I know what you mean, and "productivity porn" can definitely be a problem. I
used to read 43 folders and other sites like that, but I mostly avoid it now.
I might listen to podcasts on productivity when I have time that I can't
otherwise use very well (like running, for example), but I try not to spend a
couple hours a day reading how to be more productive :)

------
jodrellblank
Assume there are things you do not procrastinate on (because you enjoy them
when doing them, and in advance when looking forward to them).

Also take from your post that you enjoy this work when you get going on it,
but you don't enjoy it in advance, looking forward to it.

So what's the difference?
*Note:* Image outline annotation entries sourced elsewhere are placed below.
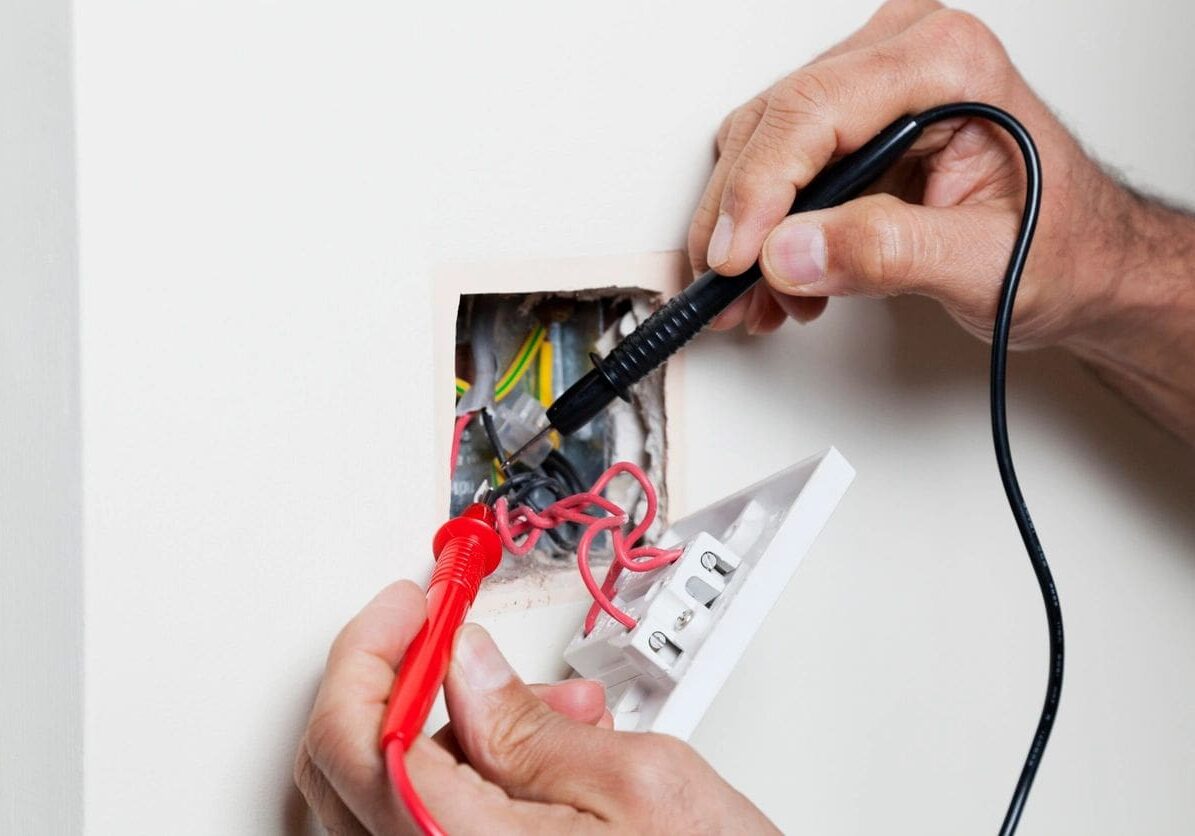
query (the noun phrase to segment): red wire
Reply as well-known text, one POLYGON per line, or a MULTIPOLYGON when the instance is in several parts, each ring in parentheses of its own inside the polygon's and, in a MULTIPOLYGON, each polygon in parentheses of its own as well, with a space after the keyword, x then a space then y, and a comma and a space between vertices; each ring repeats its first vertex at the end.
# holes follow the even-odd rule
POLYGON ((415 825, 424 834, 424 836, 446 836, 443 828, 436 822, 431 812, 423 806, 423 799, 419 794, 415 792, 415 787, 411 785, 411 777, 406 774, 406 752, 403 750, 403 744, 396 738, 390 742, 386 746, 386 772, 390 773, 390 781, 394 785, 394 792, 398 793, 399 799, 402 799, 403 805, 406 807, 406 812, 411 815, 415 819, 415 825))
POLYGON ((460 437, 465 435, 465 428, 473 420, 476 412, 466 412, 456 418, 452 428, 452 457, 448 460, 448 475, 456 472, 456 459, 460 456, 460 437))
POLYGON ((510 509, 505 497, 498 499, 494 511, 497 516, 496 528, 498 536, 502 537, 502 545, 516 557, 522 557, 535 548, 539 537, 550 528, 564 523, 578 523, 586 527, 584 534, 577 542, 577 570, 581 572, 581 580, 586 589, 594 598, 594 604, 586 615, 584 627, 586 634, 588 634, 598 623, 598 614, 602 610, 627 629, 632 629, 638 623, 615 607, 612 601, 618 576, 621 574, 623 570, 650 572, 654 568, 667 566, 680 557, 682 549, 679 548, 635 545, 651 528, 651 523, 656 518, 657 506, 656 488, 652 487, 643 468, 629 461, 620 461, 602 473, 587 492, 559 499, 543 511, 537 511, 527 505, 510 509), (611 480, 624 473, 639 482, 646 499, 643 518, 630 531, 625 533, 623 527, 630 522, 630 515, 601 496, 611 480), (598 512, 587 514, 586 510, 590 508, 595 508, 598 512), (605 512, 606 516, 601 516, 601 512, 605 512), (589 567, 589 548, 593 546, 594 537, 602 531, 611 533, 614 559, 606 571, 605 580, 599 585, 589 567))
If you aren't _predicting_ enjoyment for something
that you _will actually enjoy_ at the time it happens, then your prediction
circuits are badly calibrated.

If you aren't predicting enjoyment, and you are avoiding doing something
(procrastinating), you are probably predicting something bad happening as a
result of doing or not doing it, which you force yourself past fighting every
time.

What am I talking about when I say 'predicting'? Feelings. How you feel about
it. Do some role playing imagination for:

\- If I don't start this now, how do I feel? \- If I never get this done, how
do I feel? \- If I do work on it now, how do I feel? \- If I do finish this,
how do I feel?

(that is, deliberately imagine yourself in each of the situations as if it was
really happening, and pay attention to what your brain feeds back to you as
you do so by way of noticing how the imagination-model makes you feel).
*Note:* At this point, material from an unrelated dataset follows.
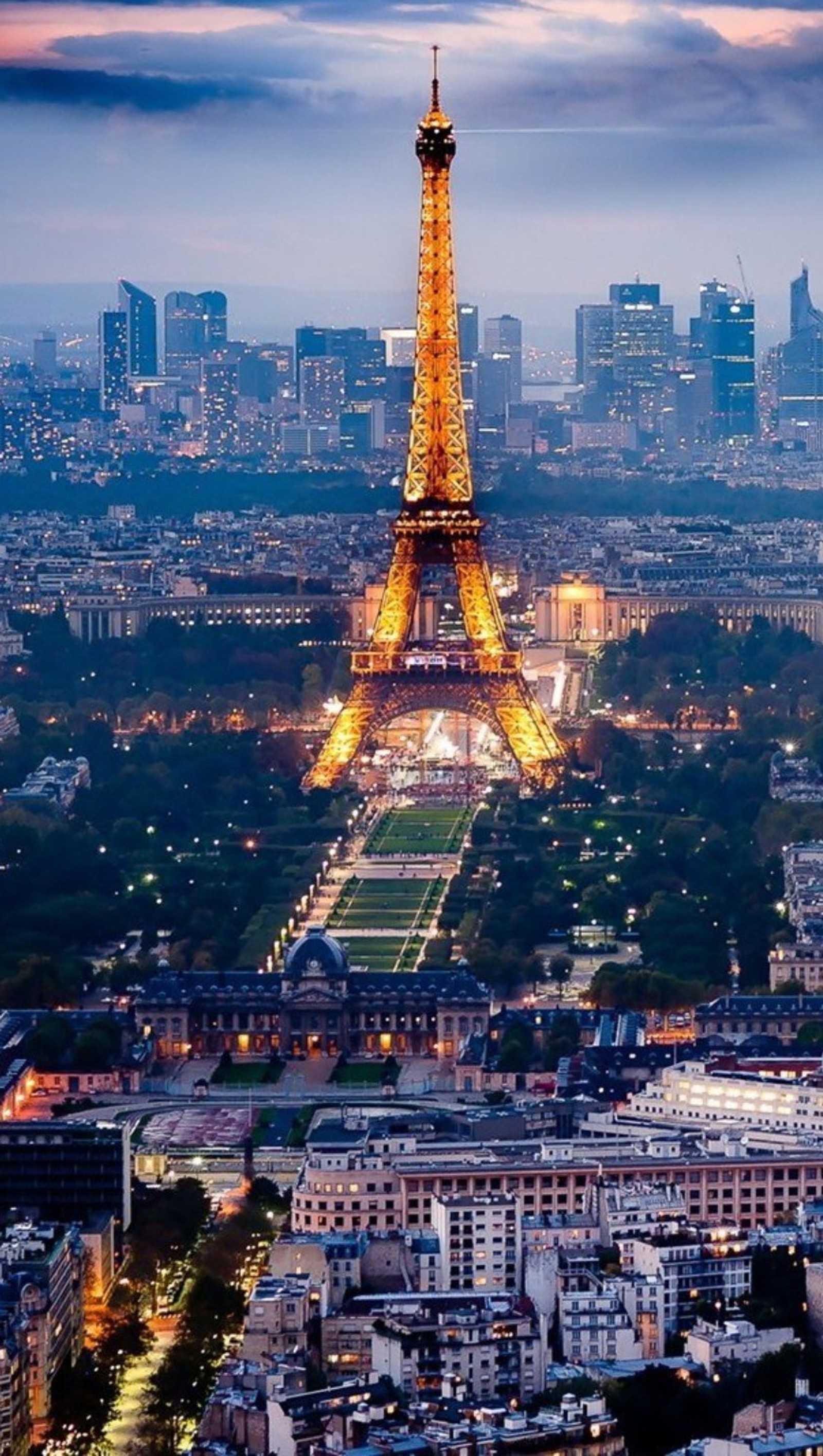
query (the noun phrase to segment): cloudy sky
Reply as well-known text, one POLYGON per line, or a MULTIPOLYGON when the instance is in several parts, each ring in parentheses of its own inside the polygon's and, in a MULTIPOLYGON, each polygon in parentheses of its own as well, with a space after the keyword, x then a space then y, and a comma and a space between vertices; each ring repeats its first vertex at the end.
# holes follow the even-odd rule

Compare between something that you don't procrastinate on, and something that
you do. I'm guessing for something you easily do it will go "if I don't do it,
no big deal, if I do, pride and happiness", and for something you
procrastinate on it will be "if I don't do it, oh no I feel ashamed, and if I
do, just another trudging turn of the grindstone".

Can I justify this from your post? Maybe:

 _The things I really care about are things that I want to be perfect, so I
put off doing them. Pretty soon, I’ve turned a small, simple task into a huge
project and the burden of accomplishing it is just too large, so I put it off.
Do I really care about this redesign? Yeah, I care way too much about it._

Ask yourself what it is that you care about, specifically. It's not really the
redesign itself, is it? The "burden". People don't describe things they enjoy
doing and look forward to as a burden, they describe onerous
miserable/unpleasant but obligatory tasks as burdens.

You beat yourself up with Fort Knox lockdowns, mental discipline and framing
it as something you will have to "fight forever" and then write a blog post
about how to change yourself so you stop procrastinating by keeping yourself
the same and changing the world around you - as if that actually could work.
As if having an egg timer near you is the change that stops you
procrastinating. As if changing your watch is the fix for bubblesort being too
slow.

NB, I'm procrastinating by writing this instead of working, but don't dismiss
this because of my failings, only dismiss it if it's not useful.